General information
- Type: Powered parachute
- National origin: Germany
- Manufacturer: Swing-Europe
- Designer: Oliver Münzer
- Status: In production (2015)

History
- Manufactured: before 2003-present

= Swing-Europe Parashell =

German powered parachute

The Swing-Europe Parashell, also simply called Das Trike, is a German powered parachute that was designed by Oliver Münzer and is produced by Swing-Europe of Ebringen. The aircraft is supplied complete and ready-to-fly.

==Design and development==
The Parashell was designed to comply with the Fédération Aéronautique Internationale microlight category and the US FAR 103 Ultralight Vehicles rules. It features a 12 m span parachute-style wing, single-place accommodation, tricycle landing gear and a single 28 hp Hirth F-30 engine in pusher configuration.
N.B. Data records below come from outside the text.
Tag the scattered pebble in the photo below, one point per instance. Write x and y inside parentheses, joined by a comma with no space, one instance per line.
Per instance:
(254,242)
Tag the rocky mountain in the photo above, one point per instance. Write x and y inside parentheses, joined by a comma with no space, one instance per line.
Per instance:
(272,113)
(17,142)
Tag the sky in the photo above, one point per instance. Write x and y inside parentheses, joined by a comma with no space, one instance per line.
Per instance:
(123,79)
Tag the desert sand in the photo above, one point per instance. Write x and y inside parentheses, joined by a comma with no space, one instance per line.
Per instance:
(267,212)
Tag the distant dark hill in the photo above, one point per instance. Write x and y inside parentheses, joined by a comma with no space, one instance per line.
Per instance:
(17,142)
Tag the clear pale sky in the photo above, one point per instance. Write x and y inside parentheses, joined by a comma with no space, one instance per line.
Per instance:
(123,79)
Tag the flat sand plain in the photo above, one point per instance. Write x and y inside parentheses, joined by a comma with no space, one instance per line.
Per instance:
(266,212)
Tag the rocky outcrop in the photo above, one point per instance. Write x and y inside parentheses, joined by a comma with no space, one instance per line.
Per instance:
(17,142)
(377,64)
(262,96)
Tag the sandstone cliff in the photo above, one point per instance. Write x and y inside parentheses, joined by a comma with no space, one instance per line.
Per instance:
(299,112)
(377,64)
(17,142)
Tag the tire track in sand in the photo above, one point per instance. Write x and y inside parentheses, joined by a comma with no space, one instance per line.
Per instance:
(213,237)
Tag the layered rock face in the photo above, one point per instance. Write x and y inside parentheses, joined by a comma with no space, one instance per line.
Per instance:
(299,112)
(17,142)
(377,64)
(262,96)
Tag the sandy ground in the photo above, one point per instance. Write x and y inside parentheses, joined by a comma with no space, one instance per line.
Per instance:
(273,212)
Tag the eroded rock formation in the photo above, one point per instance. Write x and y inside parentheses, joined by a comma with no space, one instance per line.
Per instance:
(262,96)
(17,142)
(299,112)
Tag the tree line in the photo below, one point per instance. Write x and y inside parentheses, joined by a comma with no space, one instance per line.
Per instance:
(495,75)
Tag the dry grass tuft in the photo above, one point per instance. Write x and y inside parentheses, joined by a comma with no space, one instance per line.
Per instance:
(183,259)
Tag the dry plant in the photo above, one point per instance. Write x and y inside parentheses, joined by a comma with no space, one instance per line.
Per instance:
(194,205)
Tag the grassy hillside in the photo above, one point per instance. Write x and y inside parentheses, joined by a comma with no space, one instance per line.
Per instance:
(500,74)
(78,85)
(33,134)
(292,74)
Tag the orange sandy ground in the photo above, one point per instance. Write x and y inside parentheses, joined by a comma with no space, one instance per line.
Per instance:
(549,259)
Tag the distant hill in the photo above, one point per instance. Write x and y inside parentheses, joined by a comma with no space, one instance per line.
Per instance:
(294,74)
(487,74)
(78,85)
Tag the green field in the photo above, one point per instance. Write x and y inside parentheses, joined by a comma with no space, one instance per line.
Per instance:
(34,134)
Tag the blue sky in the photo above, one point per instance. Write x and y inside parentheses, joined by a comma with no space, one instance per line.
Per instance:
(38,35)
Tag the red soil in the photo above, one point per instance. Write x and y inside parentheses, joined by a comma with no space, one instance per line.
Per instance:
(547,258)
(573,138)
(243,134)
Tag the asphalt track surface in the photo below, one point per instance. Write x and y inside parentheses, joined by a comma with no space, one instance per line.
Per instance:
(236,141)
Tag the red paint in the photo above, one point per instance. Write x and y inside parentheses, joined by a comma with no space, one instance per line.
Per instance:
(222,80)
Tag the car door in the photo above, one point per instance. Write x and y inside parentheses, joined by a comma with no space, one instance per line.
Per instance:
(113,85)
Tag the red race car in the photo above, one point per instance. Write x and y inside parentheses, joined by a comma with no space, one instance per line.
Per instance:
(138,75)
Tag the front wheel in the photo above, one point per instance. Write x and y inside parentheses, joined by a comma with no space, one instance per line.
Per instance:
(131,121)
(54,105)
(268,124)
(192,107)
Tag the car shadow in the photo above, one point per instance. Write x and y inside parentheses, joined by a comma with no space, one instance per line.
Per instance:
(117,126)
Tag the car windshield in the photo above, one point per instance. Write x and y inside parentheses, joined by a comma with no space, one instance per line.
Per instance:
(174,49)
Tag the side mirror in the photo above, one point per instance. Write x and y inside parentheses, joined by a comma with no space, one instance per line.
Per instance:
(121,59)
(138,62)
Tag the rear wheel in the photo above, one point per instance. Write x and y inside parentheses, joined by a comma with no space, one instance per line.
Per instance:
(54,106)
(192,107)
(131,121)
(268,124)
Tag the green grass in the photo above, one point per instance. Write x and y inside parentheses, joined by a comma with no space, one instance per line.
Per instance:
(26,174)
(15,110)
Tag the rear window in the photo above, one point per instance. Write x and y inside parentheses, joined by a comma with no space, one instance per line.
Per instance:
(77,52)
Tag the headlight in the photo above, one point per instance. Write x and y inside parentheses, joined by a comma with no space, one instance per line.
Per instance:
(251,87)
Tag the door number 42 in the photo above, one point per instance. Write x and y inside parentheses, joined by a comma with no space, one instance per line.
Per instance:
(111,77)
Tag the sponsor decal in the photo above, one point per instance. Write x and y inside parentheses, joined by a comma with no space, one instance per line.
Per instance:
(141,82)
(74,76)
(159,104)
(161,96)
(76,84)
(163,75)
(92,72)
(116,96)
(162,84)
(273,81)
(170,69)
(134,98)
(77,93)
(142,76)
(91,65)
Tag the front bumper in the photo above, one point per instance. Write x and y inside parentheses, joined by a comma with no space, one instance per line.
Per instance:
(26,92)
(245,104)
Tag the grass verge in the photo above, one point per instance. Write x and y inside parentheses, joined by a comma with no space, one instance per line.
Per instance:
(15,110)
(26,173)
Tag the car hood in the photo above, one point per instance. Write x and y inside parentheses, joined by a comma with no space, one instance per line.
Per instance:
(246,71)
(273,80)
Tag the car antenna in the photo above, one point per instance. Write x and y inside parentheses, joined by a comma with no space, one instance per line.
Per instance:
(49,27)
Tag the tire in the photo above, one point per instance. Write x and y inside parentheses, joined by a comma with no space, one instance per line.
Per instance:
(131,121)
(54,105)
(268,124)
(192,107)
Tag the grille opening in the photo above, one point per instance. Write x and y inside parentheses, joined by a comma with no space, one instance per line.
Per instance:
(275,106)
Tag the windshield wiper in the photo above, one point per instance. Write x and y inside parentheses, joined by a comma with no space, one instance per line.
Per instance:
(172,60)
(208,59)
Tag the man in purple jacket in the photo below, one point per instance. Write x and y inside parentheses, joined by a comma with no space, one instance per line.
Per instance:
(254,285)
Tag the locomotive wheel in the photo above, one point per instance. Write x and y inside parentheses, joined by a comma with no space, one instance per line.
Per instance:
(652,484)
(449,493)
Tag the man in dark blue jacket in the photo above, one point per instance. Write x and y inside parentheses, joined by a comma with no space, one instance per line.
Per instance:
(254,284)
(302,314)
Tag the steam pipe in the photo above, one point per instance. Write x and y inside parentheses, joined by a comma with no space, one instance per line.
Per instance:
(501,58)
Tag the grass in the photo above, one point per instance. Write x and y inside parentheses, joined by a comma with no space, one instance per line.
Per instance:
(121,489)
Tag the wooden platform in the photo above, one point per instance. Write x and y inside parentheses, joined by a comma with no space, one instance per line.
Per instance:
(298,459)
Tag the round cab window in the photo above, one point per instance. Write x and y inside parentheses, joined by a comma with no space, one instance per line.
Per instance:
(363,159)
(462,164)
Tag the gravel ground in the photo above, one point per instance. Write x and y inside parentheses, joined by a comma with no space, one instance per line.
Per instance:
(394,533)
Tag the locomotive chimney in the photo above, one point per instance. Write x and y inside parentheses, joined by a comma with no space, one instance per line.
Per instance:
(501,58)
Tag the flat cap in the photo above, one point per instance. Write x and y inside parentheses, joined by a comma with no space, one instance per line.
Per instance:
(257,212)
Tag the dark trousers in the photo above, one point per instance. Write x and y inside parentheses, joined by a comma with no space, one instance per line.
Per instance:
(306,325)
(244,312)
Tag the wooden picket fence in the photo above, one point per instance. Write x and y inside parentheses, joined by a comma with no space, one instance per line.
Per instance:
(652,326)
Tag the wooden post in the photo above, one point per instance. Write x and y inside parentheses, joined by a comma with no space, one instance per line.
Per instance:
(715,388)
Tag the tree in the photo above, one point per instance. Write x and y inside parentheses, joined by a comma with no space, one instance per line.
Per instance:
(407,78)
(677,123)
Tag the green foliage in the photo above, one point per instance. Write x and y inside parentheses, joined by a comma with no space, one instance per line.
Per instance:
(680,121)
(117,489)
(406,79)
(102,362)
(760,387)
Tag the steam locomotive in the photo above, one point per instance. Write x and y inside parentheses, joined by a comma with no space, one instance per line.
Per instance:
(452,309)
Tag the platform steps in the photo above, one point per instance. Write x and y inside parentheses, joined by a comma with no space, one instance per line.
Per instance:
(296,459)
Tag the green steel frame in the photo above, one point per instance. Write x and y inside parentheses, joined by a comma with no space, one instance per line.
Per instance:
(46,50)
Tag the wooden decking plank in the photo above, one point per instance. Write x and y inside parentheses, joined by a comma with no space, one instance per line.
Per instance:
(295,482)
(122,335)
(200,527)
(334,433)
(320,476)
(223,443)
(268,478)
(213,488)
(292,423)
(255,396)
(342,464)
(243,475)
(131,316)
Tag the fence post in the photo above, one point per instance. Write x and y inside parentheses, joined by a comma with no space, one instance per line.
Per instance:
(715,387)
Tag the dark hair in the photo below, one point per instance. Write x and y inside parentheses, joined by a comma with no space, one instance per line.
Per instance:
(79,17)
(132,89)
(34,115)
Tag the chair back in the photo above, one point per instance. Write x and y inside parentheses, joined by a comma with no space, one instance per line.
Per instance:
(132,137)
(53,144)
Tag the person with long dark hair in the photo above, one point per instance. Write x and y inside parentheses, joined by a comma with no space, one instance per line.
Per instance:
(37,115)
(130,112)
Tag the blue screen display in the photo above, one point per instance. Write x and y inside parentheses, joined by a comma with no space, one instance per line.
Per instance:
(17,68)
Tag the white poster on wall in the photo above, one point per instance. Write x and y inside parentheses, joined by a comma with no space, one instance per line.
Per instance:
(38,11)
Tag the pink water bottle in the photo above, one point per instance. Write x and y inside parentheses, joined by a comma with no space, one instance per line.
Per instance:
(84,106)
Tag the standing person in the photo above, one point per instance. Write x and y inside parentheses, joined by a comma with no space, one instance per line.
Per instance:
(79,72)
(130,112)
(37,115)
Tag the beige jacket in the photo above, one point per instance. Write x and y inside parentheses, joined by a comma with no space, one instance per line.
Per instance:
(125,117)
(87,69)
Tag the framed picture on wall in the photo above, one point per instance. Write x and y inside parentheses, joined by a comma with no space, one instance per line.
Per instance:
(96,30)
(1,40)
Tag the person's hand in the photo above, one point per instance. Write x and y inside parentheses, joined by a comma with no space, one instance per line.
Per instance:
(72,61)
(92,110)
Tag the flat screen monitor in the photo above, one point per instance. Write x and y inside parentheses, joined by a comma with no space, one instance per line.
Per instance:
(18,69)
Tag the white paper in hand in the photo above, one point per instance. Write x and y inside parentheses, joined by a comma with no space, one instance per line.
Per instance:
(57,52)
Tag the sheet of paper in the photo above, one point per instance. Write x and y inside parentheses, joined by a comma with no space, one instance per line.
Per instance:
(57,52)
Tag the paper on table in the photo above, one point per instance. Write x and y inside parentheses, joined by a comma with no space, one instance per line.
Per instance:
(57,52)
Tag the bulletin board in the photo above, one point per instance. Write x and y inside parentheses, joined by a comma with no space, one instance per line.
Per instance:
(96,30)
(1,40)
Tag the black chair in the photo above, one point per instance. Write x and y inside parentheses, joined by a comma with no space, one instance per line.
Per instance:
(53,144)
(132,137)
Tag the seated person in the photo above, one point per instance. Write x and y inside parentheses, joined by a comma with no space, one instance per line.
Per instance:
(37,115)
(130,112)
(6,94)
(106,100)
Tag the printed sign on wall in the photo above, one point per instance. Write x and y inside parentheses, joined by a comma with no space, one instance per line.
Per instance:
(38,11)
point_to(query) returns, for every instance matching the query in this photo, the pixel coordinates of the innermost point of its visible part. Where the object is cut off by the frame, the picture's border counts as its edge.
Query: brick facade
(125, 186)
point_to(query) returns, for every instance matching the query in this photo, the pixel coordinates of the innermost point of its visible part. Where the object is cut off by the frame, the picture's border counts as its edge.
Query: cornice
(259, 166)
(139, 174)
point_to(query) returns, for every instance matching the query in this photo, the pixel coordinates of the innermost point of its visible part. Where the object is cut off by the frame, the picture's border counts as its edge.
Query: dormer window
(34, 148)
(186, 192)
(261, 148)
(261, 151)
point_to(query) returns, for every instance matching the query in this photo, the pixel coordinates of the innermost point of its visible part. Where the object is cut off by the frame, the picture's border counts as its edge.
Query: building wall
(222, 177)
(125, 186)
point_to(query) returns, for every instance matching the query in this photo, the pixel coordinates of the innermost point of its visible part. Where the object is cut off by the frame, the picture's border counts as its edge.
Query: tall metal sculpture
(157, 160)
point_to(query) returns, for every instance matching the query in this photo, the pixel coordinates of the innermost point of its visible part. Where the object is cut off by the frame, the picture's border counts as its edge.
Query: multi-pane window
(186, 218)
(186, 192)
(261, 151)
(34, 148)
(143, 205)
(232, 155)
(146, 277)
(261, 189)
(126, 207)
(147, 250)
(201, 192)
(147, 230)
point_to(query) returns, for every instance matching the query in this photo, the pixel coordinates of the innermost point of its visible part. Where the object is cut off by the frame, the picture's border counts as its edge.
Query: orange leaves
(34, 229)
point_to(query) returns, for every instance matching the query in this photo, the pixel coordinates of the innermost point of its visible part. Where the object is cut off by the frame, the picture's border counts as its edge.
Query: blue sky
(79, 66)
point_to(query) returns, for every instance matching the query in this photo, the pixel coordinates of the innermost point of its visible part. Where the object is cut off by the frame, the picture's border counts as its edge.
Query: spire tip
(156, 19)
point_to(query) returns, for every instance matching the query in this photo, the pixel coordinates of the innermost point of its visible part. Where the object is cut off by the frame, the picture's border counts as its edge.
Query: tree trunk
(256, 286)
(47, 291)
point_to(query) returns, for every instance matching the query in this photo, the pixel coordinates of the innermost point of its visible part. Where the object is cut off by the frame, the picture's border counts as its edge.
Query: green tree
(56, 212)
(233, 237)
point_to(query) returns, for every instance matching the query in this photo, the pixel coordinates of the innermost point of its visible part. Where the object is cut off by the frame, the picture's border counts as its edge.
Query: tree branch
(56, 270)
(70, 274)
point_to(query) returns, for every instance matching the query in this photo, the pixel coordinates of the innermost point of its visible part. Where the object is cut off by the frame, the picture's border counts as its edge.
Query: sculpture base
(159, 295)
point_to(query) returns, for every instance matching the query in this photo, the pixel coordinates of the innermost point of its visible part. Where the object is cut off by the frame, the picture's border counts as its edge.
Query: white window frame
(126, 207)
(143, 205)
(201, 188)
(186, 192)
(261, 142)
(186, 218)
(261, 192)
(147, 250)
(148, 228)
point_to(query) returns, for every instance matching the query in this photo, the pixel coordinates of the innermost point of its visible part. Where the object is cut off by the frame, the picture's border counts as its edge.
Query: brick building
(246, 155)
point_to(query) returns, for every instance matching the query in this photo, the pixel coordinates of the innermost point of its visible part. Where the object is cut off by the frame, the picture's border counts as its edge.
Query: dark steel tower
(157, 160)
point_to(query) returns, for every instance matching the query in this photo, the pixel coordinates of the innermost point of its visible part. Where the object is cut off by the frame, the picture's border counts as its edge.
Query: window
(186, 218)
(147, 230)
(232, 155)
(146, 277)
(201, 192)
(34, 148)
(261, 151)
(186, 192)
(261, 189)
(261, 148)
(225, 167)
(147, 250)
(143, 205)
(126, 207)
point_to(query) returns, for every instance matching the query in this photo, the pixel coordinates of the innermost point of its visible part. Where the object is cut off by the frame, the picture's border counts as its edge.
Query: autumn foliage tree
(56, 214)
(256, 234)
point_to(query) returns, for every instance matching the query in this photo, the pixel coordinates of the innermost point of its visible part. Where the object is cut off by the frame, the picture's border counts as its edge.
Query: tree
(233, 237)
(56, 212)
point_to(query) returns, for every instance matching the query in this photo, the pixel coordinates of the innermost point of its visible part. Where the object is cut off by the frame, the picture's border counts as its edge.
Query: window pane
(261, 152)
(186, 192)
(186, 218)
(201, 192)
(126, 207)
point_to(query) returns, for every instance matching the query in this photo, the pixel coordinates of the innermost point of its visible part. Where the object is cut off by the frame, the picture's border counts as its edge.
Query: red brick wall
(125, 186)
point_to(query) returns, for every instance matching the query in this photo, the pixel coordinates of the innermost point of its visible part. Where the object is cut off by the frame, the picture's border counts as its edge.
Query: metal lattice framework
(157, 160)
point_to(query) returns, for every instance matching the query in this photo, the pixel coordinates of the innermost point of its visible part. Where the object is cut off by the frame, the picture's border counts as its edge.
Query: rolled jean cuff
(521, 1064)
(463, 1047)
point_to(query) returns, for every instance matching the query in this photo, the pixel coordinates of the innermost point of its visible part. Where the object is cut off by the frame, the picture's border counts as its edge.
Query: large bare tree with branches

The aircraft carriage is built from a combination of composite materials and aluminium tubing, with a composite partial cockpit fairing. In flight steering is accomplished via handles that actuate the canopy brakes, creating roll and yaw. On the ground the aircraft has foot-pedal-controlled nosewheel steering. The main landing gear incorporates spring rod suspension.

The aircraft has an empty weight of 42 kg and a gross weight of 200 kg, giving a useful load of 158 kg. With full fuel of 20 L the payload for crew and baggage is 144 kg.

==Operational history==
Reviewer Jean-Pierre le Camus, writing in 2003, said the aircraft would appeal to pilots who like comfort and described the design as "beautiful" and having "visual flair".